The eurogroup met on Monday March 16, to hammer out its coordinated fiscal response to the massive recession already in progress following the lockdown of much of Europe’s society. The task they faced is enormous: If sales, tourism, services etc. fall by 50% for just one month (which is certain), and then by 25% for only two more months (i.e. the best-case scenario), then annual growth will be -10%. Across Europe!
So, what did the eurogroup announce? An immediate massive fiscal boost, its purpose being to reassure people that they will not be poorer. E.g. the government of Hong Kong that ploughed $10 billion immediately into the economy by ordering the tax office to credit every household’s bank account with $1250 immediately.
Not expecting such swift action from the eurogroup, the fact remains that nothing short of a 5% fiscal injection was needed to reduce the calamity from -10% of GDP to, say, -3% (assuming a very large multiplier effect).

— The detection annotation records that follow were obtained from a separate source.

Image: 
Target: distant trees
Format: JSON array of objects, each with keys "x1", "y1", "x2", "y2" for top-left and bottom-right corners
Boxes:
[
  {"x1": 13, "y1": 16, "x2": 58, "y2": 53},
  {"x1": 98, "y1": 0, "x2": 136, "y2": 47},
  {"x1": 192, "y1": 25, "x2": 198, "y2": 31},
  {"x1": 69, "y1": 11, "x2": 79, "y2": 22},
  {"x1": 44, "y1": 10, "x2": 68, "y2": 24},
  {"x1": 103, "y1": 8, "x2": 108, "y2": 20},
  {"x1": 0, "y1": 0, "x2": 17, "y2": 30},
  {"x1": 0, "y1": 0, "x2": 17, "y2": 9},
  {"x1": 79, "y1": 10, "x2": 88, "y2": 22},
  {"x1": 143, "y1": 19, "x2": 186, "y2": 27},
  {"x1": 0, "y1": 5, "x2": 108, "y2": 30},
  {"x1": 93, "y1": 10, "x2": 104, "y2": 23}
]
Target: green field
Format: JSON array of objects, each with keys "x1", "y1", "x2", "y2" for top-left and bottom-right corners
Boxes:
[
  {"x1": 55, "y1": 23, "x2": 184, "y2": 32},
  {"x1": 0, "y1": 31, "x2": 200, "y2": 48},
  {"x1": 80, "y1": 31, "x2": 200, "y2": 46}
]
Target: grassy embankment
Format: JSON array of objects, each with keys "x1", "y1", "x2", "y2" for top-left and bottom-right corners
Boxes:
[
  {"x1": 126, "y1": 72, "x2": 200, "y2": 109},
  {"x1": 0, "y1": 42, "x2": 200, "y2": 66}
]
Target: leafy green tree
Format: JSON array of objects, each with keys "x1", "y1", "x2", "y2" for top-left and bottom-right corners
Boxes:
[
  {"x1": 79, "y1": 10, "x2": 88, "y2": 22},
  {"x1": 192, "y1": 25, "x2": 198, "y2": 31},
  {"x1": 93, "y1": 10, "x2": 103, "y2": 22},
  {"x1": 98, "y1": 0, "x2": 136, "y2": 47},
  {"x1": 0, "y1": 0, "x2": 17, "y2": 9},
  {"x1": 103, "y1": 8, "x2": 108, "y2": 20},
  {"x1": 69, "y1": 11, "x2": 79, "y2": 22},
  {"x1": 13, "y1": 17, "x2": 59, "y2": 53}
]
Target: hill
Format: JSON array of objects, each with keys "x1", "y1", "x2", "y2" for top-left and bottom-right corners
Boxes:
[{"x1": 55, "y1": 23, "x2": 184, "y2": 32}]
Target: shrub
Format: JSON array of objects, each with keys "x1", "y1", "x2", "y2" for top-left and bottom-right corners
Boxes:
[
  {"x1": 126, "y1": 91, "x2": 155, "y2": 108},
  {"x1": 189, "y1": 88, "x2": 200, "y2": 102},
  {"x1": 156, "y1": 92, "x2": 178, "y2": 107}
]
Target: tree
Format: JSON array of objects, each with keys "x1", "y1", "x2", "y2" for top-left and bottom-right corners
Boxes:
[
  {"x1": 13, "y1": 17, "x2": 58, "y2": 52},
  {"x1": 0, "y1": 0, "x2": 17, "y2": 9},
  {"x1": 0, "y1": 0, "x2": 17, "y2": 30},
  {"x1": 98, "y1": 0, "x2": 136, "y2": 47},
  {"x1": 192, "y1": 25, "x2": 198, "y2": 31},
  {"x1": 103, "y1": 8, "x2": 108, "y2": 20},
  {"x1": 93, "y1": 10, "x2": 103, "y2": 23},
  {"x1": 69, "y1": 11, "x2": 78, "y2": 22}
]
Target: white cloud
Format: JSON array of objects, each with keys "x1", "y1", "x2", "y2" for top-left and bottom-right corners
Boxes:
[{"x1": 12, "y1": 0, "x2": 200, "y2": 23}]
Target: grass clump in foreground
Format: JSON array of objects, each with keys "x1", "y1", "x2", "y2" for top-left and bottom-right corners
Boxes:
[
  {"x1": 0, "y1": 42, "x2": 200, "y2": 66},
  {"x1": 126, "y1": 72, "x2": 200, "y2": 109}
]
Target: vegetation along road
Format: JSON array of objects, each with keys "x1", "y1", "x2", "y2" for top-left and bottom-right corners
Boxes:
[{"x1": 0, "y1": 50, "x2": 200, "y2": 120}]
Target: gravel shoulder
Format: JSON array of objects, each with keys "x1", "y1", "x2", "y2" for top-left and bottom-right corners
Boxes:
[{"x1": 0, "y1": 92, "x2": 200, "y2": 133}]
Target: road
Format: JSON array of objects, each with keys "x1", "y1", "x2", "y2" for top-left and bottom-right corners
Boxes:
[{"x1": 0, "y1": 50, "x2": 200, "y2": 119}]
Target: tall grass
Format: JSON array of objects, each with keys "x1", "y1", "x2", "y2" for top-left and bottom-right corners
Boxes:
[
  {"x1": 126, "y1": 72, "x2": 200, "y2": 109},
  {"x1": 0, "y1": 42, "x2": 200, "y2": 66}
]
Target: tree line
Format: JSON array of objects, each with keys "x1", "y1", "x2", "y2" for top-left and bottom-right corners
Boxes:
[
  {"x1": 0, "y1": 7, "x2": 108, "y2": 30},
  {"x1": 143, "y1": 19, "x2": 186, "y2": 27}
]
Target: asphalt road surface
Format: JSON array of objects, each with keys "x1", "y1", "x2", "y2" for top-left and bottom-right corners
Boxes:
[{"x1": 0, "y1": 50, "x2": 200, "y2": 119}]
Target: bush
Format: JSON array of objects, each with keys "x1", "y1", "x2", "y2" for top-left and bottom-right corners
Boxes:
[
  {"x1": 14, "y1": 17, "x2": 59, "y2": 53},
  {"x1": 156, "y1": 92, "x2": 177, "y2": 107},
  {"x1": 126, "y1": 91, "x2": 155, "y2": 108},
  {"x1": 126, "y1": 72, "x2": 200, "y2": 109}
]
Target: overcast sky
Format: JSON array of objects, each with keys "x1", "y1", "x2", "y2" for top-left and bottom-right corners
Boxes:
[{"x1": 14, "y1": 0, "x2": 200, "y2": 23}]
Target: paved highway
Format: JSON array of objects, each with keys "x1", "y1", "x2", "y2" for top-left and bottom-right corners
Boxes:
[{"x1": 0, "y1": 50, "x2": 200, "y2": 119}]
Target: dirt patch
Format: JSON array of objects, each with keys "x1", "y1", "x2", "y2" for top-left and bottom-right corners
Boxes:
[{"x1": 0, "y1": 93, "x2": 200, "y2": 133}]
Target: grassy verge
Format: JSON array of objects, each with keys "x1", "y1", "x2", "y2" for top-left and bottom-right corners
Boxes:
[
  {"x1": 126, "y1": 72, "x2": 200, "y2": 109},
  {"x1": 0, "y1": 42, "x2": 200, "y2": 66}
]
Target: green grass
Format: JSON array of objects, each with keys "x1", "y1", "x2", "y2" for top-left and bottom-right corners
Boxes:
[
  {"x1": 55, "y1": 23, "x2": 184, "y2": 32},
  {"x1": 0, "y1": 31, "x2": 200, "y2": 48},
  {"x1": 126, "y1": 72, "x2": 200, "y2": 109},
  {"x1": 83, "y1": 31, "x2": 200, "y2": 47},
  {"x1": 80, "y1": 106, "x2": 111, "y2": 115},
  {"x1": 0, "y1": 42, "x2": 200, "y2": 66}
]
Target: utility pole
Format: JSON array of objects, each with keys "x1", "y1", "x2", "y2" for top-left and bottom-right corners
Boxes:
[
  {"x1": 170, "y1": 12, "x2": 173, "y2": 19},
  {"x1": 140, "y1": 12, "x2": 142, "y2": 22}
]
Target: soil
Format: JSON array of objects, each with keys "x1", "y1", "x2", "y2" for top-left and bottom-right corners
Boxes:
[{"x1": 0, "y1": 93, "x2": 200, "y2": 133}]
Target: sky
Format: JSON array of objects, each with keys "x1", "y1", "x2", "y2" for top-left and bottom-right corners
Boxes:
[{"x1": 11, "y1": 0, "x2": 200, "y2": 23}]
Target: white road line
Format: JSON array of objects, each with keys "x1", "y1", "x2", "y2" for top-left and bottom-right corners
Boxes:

At the very least, the eurogroup should have recommended to the European Council that the European Investment Bank is given the green light to issue EIB bonds worth €600 billion with the stipulation that, as part of its ongoing and recently enhanced quantitative easing program, the European Central Bank will support the value of these bonds in the bond markets. That €600 billion should be spent directly to support national health services and also be invested in sectors of the economy badly hit by the lockdown – while also nudging our economy toward greener forms of transport, energy generation etc. Additionally, the fiscal compact should be immediately side-lined and governments should effect a tax haircut for small and medium sized firms, as well as households.
The above would probably be enough not to avert but to contain the recession to something between -1% and -2% of GDP. In order to avert it completely, the Eurogroup should have decided to mimic Hong Kong and have the European Central Bank mint an emergency fund from which every European household is given between €1000 and €2000.